The prevention of cross-transmission of pathogens and risks of infection like those outlined above have gained an increased focus of guidelines and guidance from groups including the CDC (Centers for Disease Control and Prevention), APIC (Association of Professionals in Infection Control and Epidemiology), ASGE (American Society for Gastrointestinal Endoscopy), and AORN (Association of Perioperative Registered Nurses), not to mention the increased scrutiny of JC (Joint Commission) CMS (Centers for Medicare and Medicaid Services) surveyors, as well as HHS (Department of Health and Human Services) Prevention Focus Areas.  The CDC reports that endoscope related contamination is responsible for more healthcare-associated infection outbreaks than any other medical device.  Current ASGE Guidelines suggest the link between an endoscopy and an infection are also often attributed to inadequate aseptic techniques.  Most recently, updated guidelines from APIC extend the need for adequate containment and prevention efforts in procedural and outpatient surgery departments to reduce the ongoing transmission of MDRO and highly infectious pathogens, including C. difficile.

Important Next Steps for Infection Control:

So what can be done to eliminate HAI risks, like those outlined above, to ensure the ongoing safety of patients and facilities when performing procedures at high risk for generating or becoming sources for HAI causing bacteria and pathogens?

The answer can be surprisingly straightforward, and insightful.

Performing a Process Flow Risk Assessment (PFRA), like those recommended in CDC, Joint Commission, and APIC guidelines and recommendations, can identify weakness and opportunities for improvement in a number of critical categories, including infection control and patient safety.  This PFRA is not a series of check boxes that record a “spot check” of scope reprocessing logs or hand hygiene compliance on a quarterly or annual basis.  A comprehensive PFRA considers all aspects of care delivery on an individualized, departmental basis and serves as a working document for improving the safety, continuity, and often efficiency across the continuum of patient care.

A more detailed discussion of performing a PFRA will follow in Part 2 of this article.  However, a brief overview of essential components should consider the following:

  1. The PFRA should be initially performed at the departmental level, as they are best able to outline what they do on a day to day basis, and most often already have valuable ideas for improving their own processes.
  2. Once completed, the PFRA should be submitted to Infection Control and Risk Management for analysis and review.
  3. Collaboration among the departments (i.e.

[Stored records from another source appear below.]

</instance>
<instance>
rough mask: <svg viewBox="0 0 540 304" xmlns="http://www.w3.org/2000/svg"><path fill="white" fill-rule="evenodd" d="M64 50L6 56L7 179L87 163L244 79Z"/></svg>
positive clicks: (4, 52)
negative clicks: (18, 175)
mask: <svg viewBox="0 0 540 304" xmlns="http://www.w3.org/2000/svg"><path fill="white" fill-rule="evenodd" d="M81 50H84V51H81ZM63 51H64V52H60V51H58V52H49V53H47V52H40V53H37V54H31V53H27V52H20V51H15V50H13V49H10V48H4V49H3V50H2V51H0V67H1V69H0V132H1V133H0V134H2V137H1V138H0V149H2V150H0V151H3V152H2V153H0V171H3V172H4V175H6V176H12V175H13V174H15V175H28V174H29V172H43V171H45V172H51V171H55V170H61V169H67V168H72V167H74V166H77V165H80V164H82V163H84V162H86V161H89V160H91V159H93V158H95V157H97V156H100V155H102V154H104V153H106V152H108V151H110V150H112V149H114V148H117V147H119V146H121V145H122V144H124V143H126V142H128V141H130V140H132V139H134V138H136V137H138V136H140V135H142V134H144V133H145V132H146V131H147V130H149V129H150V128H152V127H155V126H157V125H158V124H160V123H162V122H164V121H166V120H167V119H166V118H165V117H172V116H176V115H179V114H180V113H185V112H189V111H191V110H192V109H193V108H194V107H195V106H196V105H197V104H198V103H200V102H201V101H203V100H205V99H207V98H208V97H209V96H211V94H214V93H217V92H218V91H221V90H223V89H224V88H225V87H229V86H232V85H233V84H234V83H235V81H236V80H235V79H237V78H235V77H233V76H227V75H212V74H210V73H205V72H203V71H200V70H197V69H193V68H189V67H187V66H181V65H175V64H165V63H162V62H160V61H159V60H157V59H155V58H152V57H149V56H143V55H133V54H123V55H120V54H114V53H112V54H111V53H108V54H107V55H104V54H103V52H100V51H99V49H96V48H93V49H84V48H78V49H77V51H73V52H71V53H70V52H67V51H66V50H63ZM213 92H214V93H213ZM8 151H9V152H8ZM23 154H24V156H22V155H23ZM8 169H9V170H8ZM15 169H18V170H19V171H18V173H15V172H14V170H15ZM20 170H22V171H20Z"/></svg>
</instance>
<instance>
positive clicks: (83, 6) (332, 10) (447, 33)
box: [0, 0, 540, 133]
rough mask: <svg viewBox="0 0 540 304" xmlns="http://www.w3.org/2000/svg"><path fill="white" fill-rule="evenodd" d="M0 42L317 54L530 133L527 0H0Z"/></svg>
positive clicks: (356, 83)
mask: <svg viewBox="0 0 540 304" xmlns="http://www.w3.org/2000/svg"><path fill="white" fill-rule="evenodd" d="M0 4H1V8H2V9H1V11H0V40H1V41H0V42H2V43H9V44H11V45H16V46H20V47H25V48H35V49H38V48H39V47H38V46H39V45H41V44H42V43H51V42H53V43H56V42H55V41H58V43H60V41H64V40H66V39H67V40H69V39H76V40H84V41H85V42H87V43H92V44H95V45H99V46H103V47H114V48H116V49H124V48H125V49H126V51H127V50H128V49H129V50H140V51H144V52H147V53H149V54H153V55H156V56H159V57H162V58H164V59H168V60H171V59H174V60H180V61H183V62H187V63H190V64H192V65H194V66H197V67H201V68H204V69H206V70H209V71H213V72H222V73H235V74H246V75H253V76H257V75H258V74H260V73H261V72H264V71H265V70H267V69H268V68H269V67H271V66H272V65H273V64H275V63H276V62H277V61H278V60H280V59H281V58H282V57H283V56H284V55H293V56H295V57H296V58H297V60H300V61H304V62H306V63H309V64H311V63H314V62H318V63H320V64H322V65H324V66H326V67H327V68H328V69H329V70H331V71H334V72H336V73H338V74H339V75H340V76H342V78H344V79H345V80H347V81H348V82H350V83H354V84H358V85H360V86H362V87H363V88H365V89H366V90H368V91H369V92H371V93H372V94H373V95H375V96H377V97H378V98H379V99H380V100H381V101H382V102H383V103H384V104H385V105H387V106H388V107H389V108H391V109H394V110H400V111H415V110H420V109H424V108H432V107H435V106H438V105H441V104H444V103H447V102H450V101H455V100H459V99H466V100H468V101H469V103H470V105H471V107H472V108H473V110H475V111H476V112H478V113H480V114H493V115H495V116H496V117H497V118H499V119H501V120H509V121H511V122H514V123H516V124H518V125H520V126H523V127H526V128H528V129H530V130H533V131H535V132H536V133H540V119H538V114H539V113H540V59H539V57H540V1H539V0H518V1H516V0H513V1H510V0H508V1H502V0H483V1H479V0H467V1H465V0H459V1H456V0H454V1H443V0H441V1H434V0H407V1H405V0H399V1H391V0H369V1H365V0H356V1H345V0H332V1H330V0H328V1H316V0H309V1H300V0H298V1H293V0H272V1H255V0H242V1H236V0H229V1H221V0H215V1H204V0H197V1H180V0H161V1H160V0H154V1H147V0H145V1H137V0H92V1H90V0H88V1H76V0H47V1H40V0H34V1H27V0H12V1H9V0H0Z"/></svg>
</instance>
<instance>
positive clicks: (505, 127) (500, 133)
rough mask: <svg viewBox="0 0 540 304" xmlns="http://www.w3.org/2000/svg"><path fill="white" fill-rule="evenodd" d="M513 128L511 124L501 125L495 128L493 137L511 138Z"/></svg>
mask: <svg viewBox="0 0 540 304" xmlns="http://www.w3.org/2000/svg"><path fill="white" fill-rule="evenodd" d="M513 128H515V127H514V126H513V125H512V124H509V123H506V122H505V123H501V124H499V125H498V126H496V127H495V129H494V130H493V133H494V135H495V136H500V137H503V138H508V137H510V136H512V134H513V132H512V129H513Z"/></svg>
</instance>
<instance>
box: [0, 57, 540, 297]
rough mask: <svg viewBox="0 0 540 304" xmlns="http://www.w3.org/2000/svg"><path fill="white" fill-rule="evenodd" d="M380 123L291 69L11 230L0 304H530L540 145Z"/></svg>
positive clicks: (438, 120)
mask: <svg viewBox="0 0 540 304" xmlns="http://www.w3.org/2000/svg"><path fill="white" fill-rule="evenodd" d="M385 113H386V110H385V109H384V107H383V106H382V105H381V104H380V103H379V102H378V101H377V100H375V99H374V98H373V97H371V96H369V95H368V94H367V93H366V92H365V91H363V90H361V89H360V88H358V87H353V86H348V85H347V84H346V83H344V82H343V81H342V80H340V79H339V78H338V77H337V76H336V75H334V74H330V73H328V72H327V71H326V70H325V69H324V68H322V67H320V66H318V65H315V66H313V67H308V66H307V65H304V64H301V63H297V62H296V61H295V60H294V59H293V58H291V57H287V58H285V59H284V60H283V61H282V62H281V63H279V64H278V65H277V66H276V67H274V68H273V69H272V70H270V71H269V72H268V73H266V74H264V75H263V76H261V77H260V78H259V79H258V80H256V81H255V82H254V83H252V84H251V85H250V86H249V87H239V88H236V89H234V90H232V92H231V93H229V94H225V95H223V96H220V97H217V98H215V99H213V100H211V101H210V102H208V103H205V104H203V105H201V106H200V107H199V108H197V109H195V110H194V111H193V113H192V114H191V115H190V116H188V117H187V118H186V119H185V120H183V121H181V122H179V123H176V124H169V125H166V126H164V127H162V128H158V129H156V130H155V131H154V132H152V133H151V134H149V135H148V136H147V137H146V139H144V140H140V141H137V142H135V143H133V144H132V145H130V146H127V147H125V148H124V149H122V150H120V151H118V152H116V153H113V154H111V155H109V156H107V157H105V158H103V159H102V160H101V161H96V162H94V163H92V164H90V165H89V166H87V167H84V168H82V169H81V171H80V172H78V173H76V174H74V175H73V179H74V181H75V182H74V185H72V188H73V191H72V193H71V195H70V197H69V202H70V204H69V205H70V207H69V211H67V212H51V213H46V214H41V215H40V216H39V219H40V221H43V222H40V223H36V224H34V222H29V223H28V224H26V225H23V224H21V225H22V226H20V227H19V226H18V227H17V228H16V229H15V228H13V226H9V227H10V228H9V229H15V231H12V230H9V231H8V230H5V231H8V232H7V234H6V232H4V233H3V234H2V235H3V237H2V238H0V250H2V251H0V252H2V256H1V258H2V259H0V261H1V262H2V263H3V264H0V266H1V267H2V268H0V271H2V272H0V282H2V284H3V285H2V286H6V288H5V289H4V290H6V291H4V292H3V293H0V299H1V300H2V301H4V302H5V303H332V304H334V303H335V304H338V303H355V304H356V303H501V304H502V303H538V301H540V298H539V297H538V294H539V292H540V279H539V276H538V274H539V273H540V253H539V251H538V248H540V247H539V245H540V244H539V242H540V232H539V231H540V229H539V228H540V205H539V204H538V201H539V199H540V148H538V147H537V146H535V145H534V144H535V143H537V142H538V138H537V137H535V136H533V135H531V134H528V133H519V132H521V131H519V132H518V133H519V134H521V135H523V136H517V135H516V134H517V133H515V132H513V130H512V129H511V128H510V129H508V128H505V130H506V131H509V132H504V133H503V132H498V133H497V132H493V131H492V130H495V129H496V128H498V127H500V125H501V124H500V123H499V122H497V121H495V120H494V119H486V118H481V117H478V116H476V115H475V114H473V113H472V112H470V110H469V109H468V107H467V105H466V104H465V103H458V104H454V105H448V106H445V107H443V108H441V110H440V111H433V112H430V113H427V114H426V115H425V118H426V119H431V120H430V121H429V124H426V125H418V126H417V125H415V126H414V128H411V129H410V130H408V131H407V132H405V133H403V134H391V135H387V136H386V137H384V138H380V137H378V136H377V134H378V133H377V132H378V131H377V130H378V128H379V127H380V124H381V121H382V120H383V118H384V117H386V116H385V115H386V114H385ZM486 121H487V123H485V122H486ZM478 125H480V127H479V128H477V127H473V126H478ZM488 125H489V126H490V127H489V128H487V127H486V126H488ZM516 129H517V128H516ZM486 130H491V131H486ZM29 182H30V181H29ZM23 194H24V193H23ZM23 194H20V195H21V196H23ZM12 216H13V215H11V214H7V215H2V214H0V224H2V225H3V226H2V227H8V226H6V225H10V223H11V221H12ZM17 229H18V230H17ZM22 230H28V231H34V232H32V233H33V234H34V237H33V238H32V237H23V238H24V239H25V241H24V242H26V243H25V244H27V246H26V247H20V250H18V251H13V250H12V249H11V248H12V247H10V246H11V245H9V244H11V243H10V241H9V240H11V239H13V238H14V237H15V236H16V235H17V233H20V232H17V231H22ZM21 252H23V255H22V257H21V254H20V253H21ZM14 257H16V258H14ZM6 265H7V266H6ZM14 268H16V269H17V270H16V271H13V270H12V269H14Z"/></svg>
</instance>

Endoscopy, Infection Control, Risk Management) identifies opportunities for confirming or improving existing processes to ensure patient safety and meet the infection control and risk management objectives within a facility.
  4. Any “gaps” or weakness in the identified process should be addressed and corrected
  5. The PFRA should be “stress tested” by walking a hypothetical patient (i.e. asymptomatic carrier, known MDRO carrier, etc) through the process from start to finish.
  6. The process of completing and evaluating a PFRA serves as a tool for both process improvement and any needs for ongoing review and education.
  7. Once completed, a PRFA serves as a foundation, or baseline, when considering future changes in process or procedure.

A comprehensive, facility-wide approach to infection control and improved patient safety should ideally consist of a series of integrated, individualized, departmental level PFRA assessments.  It is particularly critical to incorporate those high-risk departments or processes where bacteria, blood, or body fluids (OPIM) is frequently contacted or generated, where the type of care delivered poses risks for cross-transmission due to high mobility and traffic of patients and staff, or where contaminated (used) equipment or supplies are contacted or cleaned.

In endoscopy, you have all three present on a predictable and repetitive basis.  This comprehensive approach to infection prevention is critical to ensuring these procedures are performed in a hygienic environment of care using confidently sanitized and validated equipment.